The following table shows all possible matchups in a seven-player round robin, including which players get the good and bad sides.
| Round | Good side | Bad side |
|---|---|---|
| 1 | A | B |
| 1 | C | bye |
| 1 | D | G |
| 1 | E | F |
| 2 | A | bye |
| 2 | G | B |
| 2 | C | F |
| 2 | D | E |
| 3 | G | A |
| 3 | F | bye |
| 3 | B | E |
| 3 | C | D |
| 4 | F | A |
| 4 | E | G |
| 4 | D | bye |
| 4 | B | C |
| 5 | E | A |
| 5 | D | F |
| 5 | G | C |
| 5 | B | bye |
| 6 | A | D |
| 6 | C | E |
| 6 | F | B |
| 6 | G | bye |
| 7 | A | C |
| 7 | B | D |
| 7 | E | bye |
| 7 | F | G |
Unfortunately, this side balancing strategy doesn’t work for an even number of players. This is because the two distances are the same around the circle when the two players are on exact opposite sides.
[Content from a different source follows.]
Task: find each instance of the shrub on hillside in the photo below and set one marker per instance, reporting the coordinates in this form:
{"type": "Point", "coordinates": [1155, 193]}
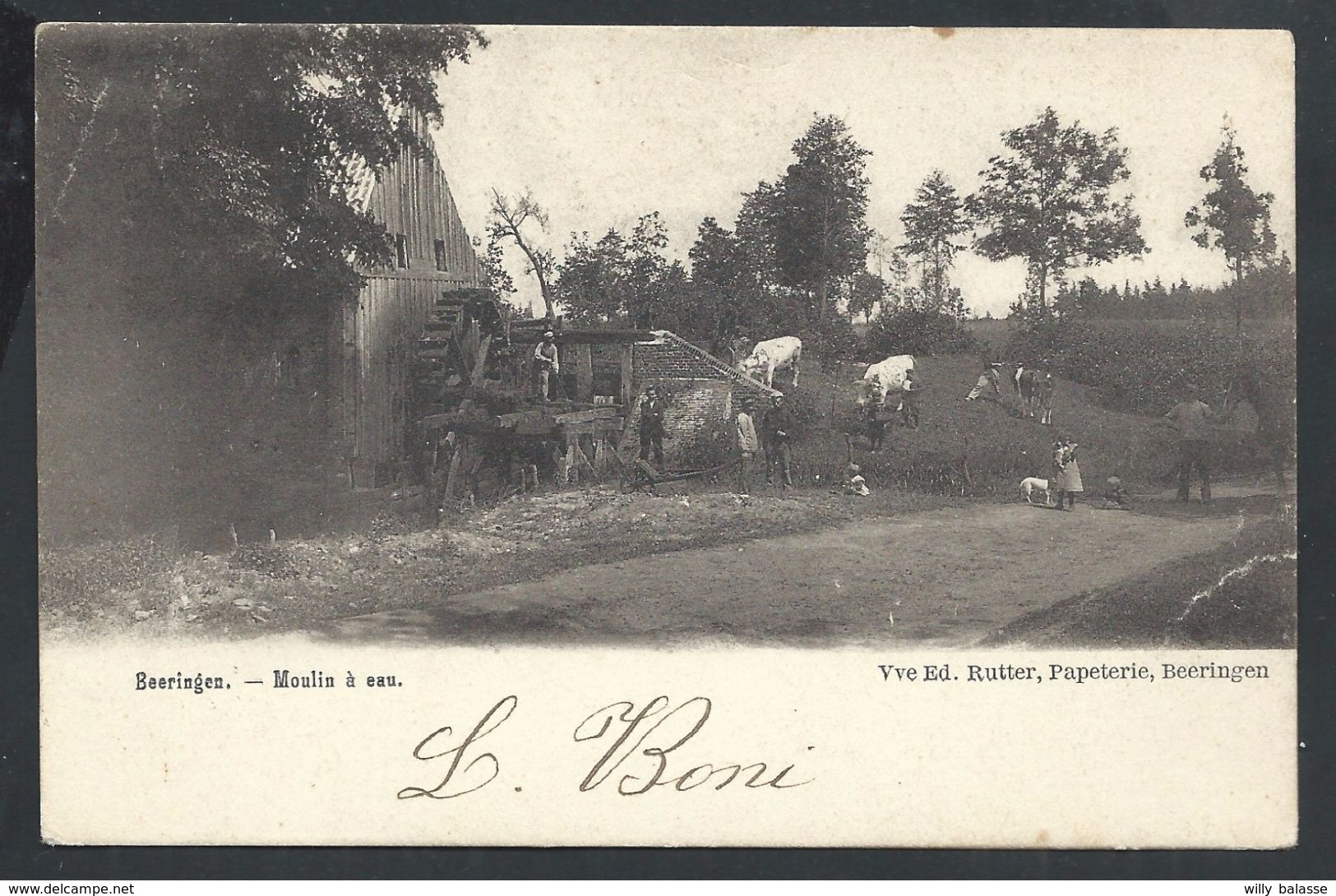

If forced, one could use this method for all other matchups, but the players would have to randomize when 180 degrees apart on the circle.
That is as far as I will take this topic for now. I reserve the right to expand on it in a future newsletter. Possible topics for further discussion are matches with three or more players as well as using multiple courts where it is desired to balance how often each player plays on each court.
In closing, I wish you all a happy Hanukkah!